While some of the show was shot in Chicago, where the series begins, and other parts of Illinois, “Lovecraft Country” also spent plenty of time last year around metro Atlanta and Macon. Its home base for interiors was Atlanta’s Blackhall Studios.
The series, based on the 2016 Matt Ruff book “Lovecraft Country,” is a mix of race, horror, history and intrigue, using monsters as metaphors. . Season one stars three main characters, including Korean War vet Atticus (Jonathan Majors) seeking to find his missing father, Montrose (Michael K. Williams). He goes on a road trip with his Uncle George (Courtney B. Vance), and childhood friend Letitia (Jurnee Smollett).
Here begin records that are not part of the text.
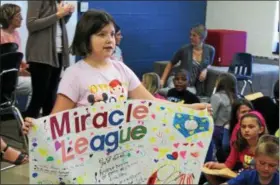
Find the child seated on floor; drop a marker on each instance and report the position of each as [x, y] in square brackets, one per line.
[151, 81]
[266, 164]
[180, 92]
[252, 127]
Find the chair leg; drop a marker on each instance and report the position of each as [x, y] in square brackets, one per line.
[20, 123]
[244, 87]
[251, 85]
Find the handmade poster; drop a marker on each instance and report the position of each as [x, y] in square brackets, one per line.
[133, 142]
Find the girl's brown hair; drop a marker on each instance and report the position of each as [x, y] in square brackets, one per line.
[7, 13]
[241, 143]
[268, 145]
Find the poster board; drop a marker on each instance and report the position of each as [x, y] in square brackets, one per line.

They end up facing no shortage of obstacles, both real (racist cops) and fantastical (putrid dog-like shoggoths, courtesy of writer H.P. Lovecraft), in this era of Jim Crow 1950s.
On RottenTomatoes, among 58 reviews, 57 were positive, or 97 percent. As of Sunday evening, about 83 percent of users liked the series as well. On Metacritic, the show received a 79 out of 100, with 25 positive reviews, seven mixed ones, and no negative ones.
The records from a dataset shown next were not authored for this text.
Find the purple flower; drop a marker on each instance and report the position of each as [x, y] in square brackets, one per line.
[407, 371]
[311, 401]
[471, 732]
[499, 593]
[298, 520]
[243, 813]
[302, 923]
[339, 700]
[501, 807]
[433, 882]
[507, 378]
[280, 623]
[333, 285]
Here’s a sampling of praise, which largely focused on the show’s ambition and originality and is based on the first five episodes made available to critics:
- “The creativity on display is phenomenal, with writing that’s layered with meanings and allusions, acting that brings the kind of emotional grounding you don’t always find in genre stories, and visual realizations that are stunning.” – Matthew Gilbert, The Boston Globe
- “It’s pulp fiction by way of the 1619 Project, where America’s original sin might simultaneously be slavery and a ritual blood sacrifice with the potential to open up a portal to another dimension.” – Daniel Fienberg, The Hollywood Reporter
- “That H.P. Lovecraft — troubled, imaginative, racist — should inspire a book and a series that centers Black characters, and that expressly uses his own creations to flesh out the inner lives he denied them in his own work, was not something he could have imagined.” – Glen Weldon, NPR
- “The series continuously shapeshifts in episodic fashion, starting with a road trip, then a haunted-house story, an Indiana Jones-esque hunt for treasure buried beneath a museum, and more, each equally manic and, at times nearing absurdity. It’s a series perfectly suited for the madness that has been the year 2020.” – Tambay Obenson, Indie Wire
To be fair, the critic at The Atlantic’s Hannah Giorgis found the allegories simplistic, as the show in its first five episodes “spends so much time focusing on its white characters’ near-comic monstrousness that it undercuts the development of its Black leads.”
Credit: HBO
Credit: HBO
HBO, for many years, ignored Georgia as a place to shoot anything. But the siren call of the state’s generous tax credits and more available studio space made it easier for the company to finally embrace the state.
In 2018, HBO shot part of its Emmy-nominated series “Sharp Objects” starring Amy Adams and last year, HBO featured the limited dramatic series “Watchmen,” which received 26 Emmy nominations this year, more than any other program. That series, too, tackled race and cops and Black American history in its own grandiose, sometimes bizarre way. It was largely produced in Georgia. Interiors were shot at Atlanta Metro Studios in Union City and exteriors were all over the place, from Decatur to Cedartown.